On the recipe side, there are food TV shows and food podcasts and blogs and magazines and Buzzfeed and special recipe search engines. It can be obnoxious when figuring out what you want for dinner devolves into a qualitative content analysis of exponential sources, made all the more difficult by food bloggers and critics who push special recipes for “clean eating” and vegan adaptability and Paleo things.

And finding new music these days? Forget about it.

Things were different even just a few years ago when, as an overly proud member of the college radio station, I had unprecedented access to new releases and EPs and b-sides and piles of free band stickers. Back then it was a duty and a privilege to spend hours listening to new bands (no matter how bizarre the name, or how much they sounded like The Decemberists) because you couldn’t just go on air every week and play an hour and a half of Motown or music from the O.C. soundtracks.

Things like Spotify and Pandora only enable the music discovery rut, making it all too easy to find yourself listening to Gin Blossoms and Mazzy Star and a bunch of other 90s stuff that the kids today would probably get bored with because there’s not enough bass dropping (or something. I don’t know.)

This week I took one step forward and another step back. That is, I found a new band (without reading Pitchfork, guys) and settled on an old (but perfect, comforting, warm) recipe. Compromises like these are ones I’m willing to make with myself.

So if you’re looking for something that’s new and peppy and easy on the ears, go listen to The Growlers and thank Lara for having such good taste and spreading it around.

And if you’re in need of something that’s classic, worth sharing and easy on the kitchen, keep reading.

z bread 2

Zucchini Bread
Makes 1 loaf. Adapted from The Food Network.

2 c all-purpose flour
1/2 c brown sugar, packed
6 tablespoons granulated sugar
1 1/4 tsp ground cinnamon
1/2 tsp ground ginger
1 tsp baking soda
1/2 tsp baking powder
1 tsp salt
1 c old-fashioned rolled oats
3 large eggs
3/4 c vegetable oil
2 tsp pure vanilla extract
2 c grated zucchini (about 2 medium zucchini)

Preheat your oven to 350°F and grease a 9 x 5 loaf pan (use a ruler, don’t eyeball the pan measurements if you’re only 80% sure.)

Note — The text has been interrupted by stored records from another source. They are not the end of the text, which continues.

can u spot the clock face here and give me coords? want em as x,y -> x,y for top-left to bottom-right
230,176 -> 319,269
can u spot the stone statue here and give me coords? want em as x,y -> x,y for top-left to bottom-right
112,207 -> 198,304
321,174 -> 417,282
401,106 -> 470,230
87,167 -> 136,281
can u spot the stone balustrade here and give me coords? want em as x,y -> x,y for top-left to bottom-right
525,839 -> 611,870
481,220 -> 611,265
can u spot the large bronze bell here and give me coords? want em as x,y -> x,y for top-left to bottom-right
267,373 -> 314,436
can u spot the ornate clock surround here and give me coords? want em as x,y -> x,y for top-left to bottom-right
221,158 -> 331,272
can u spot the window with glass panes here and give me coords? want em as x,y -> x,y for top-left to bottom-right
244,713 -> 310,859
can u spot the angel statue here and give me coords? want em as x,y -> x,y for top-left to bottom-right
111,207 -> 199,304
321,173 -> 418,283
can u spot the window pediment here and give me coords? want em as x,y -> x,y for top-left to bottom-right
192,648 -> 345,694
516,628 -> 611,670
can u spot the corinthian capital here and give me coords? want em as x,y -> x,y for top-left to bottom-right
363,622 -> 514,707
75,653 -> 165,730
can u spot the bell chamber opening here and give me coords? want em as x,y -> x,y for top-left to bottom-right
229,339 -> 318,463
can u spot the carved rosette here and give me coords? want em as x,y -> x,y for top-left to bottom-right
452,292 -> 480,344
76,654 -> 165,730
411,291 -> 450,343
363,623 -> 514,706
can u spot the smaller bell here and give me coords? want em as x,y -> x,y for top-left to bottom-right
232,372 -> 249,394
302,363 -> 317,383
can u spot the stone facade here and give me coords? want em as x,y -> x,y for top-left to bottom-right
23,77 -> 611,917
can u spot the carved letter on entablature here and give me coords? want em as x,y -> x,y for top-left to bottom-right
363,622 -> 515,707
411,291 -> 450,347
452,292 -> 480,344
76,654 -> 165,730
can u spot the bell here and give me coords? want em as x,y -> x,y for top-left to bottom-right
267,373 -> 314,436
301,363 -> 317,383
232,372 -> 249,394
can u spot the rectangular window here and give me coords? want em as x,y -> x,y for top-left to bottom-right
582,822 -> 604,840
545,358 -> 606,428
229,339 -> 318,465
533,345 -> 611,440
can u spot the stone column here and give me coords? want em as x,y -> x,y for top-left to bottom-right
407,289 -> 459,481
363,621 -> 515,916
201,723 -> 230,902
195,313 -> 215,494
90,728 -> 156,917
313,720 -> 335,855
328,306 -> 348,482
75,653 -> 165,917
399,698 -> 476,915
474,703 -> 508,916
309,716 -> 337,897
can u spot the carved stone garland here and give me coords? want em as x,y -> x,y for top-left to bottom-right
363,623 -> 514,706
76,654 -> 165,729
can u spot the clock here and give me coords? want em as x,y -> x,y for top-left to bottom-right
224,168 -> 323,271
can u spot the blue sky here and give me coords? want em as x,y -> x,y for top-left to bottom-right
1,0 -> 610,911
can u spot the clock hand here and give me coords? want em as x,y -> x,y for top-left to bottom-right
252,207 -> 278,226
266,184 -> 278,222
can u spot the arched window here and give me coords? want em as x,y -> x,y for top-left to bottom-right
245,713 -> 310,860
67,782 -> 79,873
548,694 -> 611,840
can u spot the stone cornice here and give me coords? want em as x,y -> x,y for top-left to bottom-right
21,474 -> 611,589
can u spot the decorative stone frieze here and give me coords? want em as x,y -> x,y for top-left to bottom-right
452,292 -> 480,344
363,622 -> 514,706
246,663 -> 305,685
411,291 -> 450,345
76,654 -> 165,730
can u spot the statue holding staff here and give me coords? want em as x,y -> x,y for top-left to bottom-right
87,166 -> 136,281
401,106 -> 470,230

In a large bowl, mix together the flour, brown sugar, granulated sugar, cinnamon, ginger, baking soda, baking powder and salt. Next, stir in the oats. Proceed to make a “well” in the middle of the bowl (basically push everything up around the sides so the middle is shallow.)

In a separate bowl, whisk together the eggs, oil and vanilla. Pour this mixture into that fancy manmade well/valley you so gracefully constructed and mix everything together lightly. Gently fold in the grated zucchini until everything is well incorporated.

Pour the batter into the loaf pan (remember, it shouldn’t fill the pan to the top; if it does, scoop some out. Please.) Smooth the batter on top with a spatula, mounding it up in the center. Bake for 60-65 minutes, or until a toothpick test (puncturing the center of the loaf) comes out clean. Let it cool in the pan for at least 10 minutes before popping it out, then another 10 minutes or more before slicing.

This can be breakfast, second breakfast, late afternoon snack, a la mode dessert, whatever you wish. Wrapped in wax paper and tin foil, it can last for days.